A play about her life and experience was put on in 2013 in Vancouver. In 2015, she was named to the BBC 100 Women list.

She has been an outspoken advocate for acid attack survivors and against acid attacks. In 2017, she joined in a demand for the freedom of fellow anti-acid-attack activist Ali Shariati, making a very emotional post on her Instagram stating "I will be the sound of your cry with scars burned by acid and eyes that no longer see". She has also worked as an art teacher. She is a board member of the Acid Victims Assistance Association.

Several of her sculptures and bowls were presented at the Ashianeh gallery in Tehran in 2018. In 2019, she was featured in another art exhibition: both a portrait of her by Iranian artist and fellow acid-attack survivor Mohsen Mortazavi and multiple of her own pieces of art were featured at the Reza Abbasi Museum in Tehran.

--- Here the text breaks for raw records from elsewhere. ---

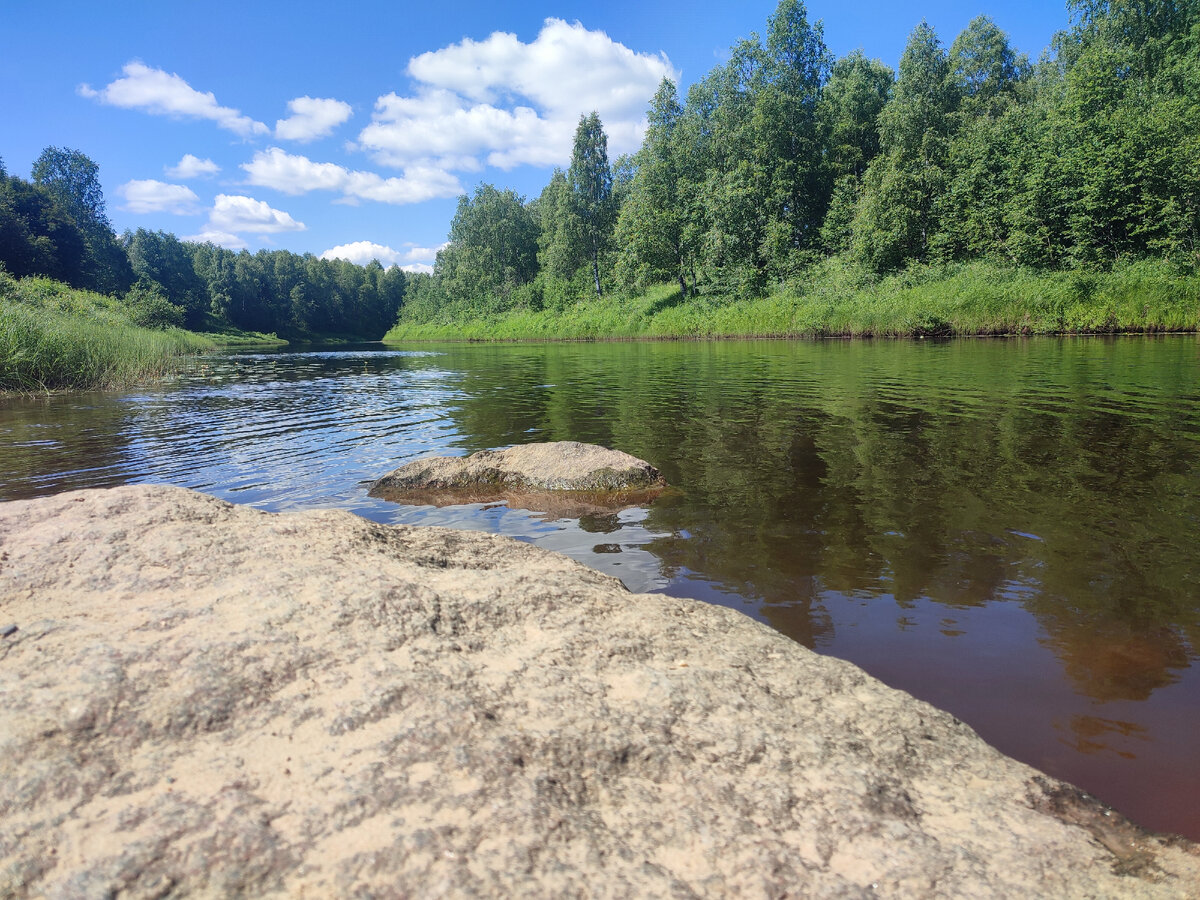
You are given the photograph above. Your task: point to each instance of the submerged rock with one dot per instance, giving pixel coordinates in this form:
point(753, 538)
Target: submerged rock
point(564, 478)
point(208, 700)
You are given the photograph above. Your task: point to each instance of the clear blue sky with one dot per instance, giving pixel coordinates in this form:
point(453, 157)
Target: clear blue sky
point(315, 127)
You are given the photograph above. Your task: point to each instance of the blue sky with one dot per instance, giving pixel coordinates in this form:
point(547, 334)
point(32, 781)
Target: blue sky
point(351, 130)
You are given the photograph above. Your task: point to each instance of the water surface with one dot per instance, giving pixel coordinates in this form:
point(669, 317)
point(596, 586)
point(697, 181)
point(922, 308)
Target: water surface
point(1003, 528)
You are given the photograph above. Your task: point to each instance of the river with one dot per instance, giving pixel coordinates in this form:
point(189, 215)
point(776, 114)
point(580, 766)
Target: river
point(1007, 528)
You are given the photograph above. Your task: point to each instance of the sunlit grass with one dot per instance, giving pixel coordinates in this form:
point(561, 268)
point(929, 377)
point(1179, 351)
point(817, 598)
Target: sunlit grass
point(55, 337)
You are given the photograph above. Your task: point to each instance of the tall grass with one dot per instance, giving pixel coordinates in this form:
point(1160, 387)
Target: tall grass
point(53, 336)
point(833, 299)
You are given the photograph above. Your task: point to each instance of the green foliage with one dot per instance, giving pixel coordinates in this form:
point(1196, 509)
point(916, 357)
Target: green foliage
point(839, 299)
point(778, 160)
point(161, 259)
point(492, 249)
point(73, 180)
point(53, 336)
point(149, 307)
point(589, 181)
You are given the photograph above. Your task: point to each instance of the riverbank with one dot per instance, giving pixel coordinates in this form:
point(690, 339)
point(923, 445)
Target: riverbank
point(234, 702)
point(57, 337)
point(832, 301)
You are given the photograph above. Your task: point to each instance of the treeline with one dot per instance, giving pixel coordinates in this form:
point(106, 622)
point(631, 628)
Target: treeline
point(785, 156)
point(55, 225)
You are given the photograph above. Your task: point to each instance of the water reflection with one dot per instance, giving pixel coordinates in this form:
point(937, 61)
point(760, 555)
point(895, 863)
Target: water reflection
point(1005, 528)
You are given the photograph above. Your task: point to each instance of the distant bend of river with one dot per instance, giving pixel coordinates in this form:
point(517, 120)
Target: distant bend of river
point(1006, 528)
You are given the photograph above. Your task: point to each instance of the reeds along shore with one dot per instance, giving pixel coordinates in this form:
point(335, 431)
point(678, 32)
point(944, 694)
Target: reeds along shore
point(55, 337)
point(954, 300)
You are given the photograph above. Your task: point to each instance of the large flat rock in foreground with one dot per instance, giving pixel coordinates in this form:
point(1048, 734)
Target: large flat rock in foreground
point(562, 477)
point(207, 700)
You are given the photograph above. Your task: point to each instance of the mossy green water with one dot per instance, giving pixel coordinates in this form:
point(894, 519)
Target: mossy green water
point(832, 300)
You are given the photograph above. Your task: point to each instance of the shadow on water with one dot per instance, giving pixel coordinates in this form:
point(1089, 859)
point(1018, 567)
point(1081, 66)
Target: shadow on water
point(1003, 528)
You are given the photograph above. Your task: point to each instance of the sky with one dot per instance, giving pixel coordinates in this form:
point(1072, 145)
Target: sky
point(349, 131)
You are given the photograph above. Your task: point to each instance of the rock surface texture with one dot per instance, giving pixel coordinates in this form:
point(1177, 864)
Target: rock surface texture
point(556, 477)
point(207, 700)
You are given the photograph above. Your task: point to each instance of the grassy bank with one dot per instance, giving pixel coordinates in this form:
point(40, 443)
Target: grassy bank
point(53, 336)
point(969, 299)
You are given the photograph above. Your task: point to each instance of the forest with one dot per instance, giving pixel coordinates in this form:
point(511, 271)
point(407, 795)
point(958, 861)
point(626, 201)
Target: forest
point(784, 174)
point(55, 225)
point(786, 168)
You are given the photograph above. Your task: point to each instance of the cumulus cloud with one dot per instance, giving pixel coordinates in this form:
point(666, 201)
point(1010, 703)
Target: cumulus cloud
point(222, 239)
point(412, 258)
point(234, 214)
point(295, 174)
point(150, 196)
point(153, 90)
point(192, 167)
point(312, 118)
point(507, 103)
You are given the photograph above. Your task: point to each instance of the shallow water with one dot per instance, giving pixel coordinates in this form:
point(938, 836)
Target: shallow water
point(1005, 528)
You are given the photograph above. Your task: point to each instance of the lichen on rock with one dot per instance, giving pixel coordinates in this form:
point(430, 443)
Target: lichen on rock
point(207, 700)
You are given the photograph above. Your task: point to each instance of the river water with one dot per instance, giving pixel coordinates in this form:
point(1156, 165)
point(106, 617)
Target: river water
point(1007, 528)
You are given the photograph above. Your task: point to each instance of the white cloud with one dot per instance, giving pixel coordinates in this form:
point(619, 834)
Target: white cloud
point(411, 258)
point(150, 196)
point(363, 252)
point(312, 118)
point(153, 90)
point(294, 174)
point(234, 214)
point(507, 103)
point(192, 167)
point(222, 239)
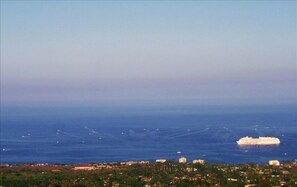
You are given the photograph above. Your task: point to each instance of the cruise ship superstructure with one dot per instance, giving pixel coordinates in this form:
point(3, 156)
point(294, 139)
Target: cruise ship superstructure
point(248, 141)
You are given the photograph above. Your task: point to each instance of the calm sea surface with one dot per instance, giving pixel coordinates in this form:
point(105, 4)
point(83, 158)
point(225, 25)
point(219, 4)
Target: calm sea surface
point(108, 134)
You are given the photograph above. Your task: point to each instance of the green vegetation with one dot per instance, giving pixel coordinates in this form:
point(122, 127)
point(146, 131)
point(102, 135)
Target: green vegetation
point(149, 174)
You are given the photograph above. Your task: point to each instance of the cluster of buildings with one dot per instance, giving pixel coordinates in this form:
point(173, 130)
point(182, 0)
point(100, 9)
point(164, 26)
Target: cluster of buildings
point(182, 160)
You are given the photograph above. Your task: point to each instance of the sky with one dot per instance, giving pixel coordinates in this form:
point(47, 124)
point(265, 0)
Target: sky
point(94, 52)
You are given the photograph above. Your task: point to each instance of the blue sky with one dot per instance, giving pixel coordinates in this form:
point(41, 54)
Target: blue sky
point(107, 52)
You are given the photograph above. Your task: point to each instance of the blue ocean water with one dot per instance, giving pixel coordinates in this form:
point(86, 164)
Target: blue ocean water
point(111, 134)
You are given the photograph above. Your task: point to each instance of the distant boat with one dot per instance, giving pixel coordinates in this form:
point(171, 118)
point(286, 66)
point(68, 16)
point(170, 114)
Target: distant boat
point(249, 141)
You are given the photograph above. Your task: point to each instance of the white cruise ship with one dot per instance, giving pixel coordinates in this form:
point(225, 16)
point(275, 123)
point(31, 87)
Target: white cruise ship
point(248, 141)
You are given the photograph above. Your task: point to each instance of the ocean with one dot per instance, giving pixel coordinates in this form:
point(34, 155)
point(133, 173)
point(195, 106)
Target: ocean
point(118, 133)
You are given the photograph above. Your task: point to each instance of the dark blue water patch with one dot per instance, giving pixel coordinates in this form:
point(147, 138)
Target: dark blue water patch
point(65, 137)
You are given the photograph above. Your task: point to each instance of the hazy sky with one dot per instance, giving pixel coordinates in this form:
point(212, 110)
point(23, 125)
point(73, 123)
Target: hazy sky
point(200, 52)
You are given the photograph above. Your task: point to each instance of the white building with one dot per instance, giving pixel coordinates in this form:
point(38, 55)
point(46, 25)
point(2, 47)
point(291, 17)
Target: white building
point(273, 163)
point(182, 160)
point(199, 161)
point(161, 160)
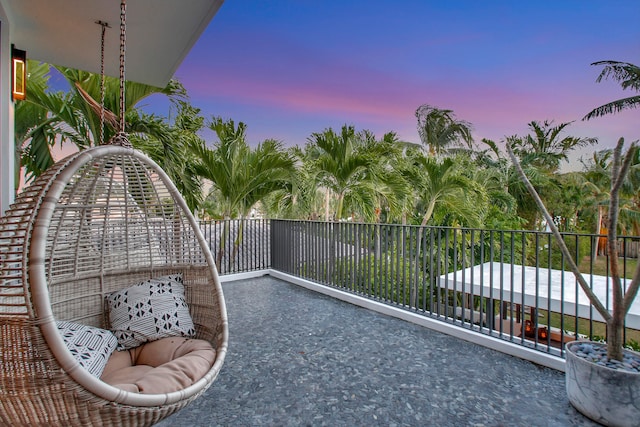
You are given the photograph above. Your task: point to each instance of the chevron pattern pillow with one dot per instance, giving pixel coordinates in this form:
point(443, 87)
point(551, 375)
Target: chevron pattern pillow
point(148, 311)
point(89, 345)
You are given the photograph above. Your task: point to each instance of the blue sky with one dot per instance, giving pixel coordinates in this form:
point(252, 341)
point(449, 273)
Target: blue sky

After being discovered by costume designer Ameneh Khademi at a meeting of the Acid Victims Association, she has become a well-known model in Tehran, modeling for fashion workshops, fashion shows, and photos, including Reuters. She was hesitant at first, but has grown more and more accustomed to it. In 2021, she became the first acid attack survivor to model products for an Iranian brand.

She has undergone 38 operations in an attempt to bring back her eyesight, including in the United States and in Tehran.